The arithmetic operation will introduce error if the exact mathematical result is not representable in the floating-point type. There are two ways in which the results might not be representable:

- One is that the number of bits (or digits generally, when not using binary floating-point) needed to represent the significand (fraction portion) do not fit in the floating-point format.
- Another is that the magnitude of the result exceeds the range of the floating-point format, resulting in overflow or underflow.

Your examples do not approach the magnitudes where overflow or underflow occur, so I will not discuss them here.

Assuming you are using IEEE-754 32-bit binary floating-point, which is commonly used for `float`

in C implementations, the significand is 24 bits. So anytime you perform an operation whose result requires more than 24 bits to represent, you get an error. This 24-bit span is measured from the highest set bit in a number to its lowest set bit.
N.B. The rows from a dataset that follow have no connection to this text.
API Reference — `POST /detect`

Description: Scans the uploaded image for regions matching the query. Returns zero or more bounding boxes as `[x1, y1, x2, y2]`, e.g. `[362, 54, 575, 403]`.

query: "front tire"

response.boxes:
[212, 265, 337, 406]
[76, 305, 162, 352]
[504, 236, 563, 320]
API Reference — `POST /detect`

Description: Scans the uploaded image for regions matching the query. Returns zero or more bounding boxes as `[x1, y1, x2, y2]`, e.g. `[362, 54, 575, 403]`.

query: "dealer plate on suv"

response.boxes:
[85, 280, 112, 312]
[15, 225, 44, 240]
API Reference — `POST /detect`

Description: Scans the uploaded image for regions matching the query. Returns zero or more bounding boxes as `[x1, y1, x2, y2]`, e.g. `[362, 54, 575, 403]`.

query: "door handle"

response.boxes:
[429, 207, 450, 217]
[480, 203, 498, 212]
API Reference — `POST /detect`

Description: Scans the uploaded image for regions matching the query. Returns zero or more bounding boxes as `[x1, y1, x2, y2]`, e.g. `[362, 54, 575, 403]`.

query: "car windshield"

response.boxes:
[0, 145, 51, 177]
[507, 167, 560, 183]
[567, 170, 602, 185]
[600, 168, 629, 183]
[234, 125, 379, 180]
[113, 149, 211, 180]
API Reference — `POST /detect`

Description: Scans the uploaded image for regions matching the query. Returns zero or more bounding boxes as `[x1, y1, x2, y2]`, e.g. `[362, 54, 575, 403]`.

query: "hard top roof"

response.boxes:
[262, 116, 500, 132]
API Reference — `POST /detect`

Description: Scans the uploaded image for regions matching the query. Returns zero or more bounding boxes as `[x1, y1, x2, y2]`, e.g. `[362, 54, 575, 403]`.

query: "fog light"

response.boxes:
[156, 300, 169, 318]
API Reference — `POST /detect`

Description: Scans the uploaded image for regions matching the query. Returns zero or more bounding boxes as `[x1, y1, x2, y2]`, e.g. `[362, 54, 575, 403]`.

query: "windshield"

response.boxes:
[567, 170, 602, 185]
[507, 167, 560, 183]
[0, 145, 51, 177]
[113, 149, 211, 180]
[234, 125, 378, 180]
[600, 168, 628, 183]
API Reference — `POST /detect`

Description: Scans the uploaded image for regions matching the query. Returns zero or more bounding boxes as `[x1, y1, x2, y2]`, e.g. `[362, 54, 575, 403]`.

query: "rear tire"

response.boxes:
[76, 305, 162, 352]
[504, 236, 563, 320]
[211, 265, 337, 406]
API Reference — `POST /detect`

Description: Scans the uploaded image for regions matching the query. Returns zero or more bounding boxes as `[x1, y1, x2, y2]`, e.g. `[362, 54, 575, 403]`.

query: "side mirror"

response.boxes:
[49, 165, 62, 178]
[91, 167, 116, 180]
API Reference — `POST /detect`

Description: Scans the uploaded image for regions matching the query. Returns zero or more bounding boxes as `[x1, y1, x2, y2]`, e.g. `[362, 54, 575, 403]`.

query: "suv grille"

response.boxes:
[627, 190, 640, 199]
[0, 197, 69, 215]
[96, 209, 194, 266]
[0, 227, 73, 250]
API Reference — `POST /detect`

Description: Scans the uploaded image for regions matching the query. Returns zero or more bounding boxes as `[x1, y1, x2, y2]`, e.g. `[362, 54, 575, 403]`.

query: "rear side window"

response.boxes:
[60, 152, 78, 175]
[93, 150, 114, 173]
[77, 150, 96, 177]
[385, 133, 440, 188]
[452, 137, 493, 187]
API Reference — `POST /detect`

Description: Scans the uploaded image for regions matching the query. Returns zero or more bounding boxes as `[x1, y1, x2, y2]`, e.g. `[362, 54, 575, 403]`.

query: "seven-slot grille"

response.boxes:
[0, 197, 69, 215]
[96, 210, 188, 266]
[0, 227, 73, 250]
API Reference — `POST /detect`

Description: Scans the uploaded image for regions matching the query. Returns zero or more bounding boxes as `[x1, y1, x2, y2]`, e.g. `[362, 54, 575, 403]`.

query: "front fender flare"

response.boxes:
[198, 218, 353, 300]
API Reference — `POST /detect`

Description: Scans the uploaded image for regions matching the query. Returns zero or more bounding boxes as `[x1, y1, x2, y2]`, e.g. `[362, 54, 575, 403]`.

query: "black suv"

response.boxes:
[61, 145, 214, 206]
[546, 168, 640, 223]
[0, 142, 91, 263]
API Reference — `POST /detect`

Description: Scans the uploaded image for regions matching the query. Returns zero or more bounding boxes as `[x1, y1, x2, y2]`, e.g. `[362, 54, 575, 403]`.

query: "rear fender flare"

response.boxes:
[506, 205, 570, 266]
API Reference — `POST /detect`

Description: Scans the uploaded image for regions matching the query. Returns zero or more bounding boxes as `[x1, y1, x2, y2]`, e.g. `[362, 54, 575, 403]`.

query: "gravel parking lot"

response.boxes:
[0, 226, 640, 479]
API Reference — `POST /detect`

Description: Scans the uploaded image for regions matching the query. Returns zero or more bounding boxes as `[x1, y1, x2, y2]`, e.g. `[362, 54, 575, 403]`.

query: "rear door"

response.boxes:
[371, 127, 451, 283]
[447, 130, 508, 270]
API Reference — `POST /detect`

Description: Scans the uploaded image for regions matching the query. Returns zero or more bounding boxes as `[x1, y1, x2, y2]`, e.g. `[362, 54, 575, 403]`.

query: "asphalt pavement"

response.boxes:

For example, 1111.11111111111111111111_{2} requires 24 bits to represent. If you add 10000_{2} to it, the exact mathematical result is 11111.11111111111111111111_{2}. This requires 25 bits, so it does not fit, so the floating-point implementation must round the exact mathematical result to a representable result. (In the common round-to-nearest mode with this particular value, it rounds the low bit up, causing a carry through all the bits, producing 100000_{2}.)

Now you can get some sense of what operations will have errors. If you add two numbers of different magnitudes, some of the low bits of the smaller number will be “pushed out” of the result. If any of those bits are not zero, then information is lost, an error occurs. Additionally, the result might cross a power-of-two boundary, where its highest bit is higher than the highest bit of either of the input values. This pushes another bit out of the significand. For example, if we add 1000 to 1111.11111111111111111111_{2}, the exact mathematical result is 10111.11111111111111111111_{2}. This requires 25 bits, so the low bit is rounded, producing 11000_{2}.

Suppose you have two numbers that require *a* and *b* bits in their significands. When you multiply them, the exact mathematical result requires *a*+*b*–1 or *a*+*b* bits, depending on whether there is a “carry” that produces a new high bit. For example, 11_{2}•111_{2} = 10101_{2}, two bits times three bits produces five bits. Or 1.001_{2}•1.01_{2} = 1.01101_{2}, four bits times three bits produces six bits. So multiplications by integers can produce rounding errors.

Multiplying by powers of two never produces rounding errors in this way, although it can cause overflow or underflow.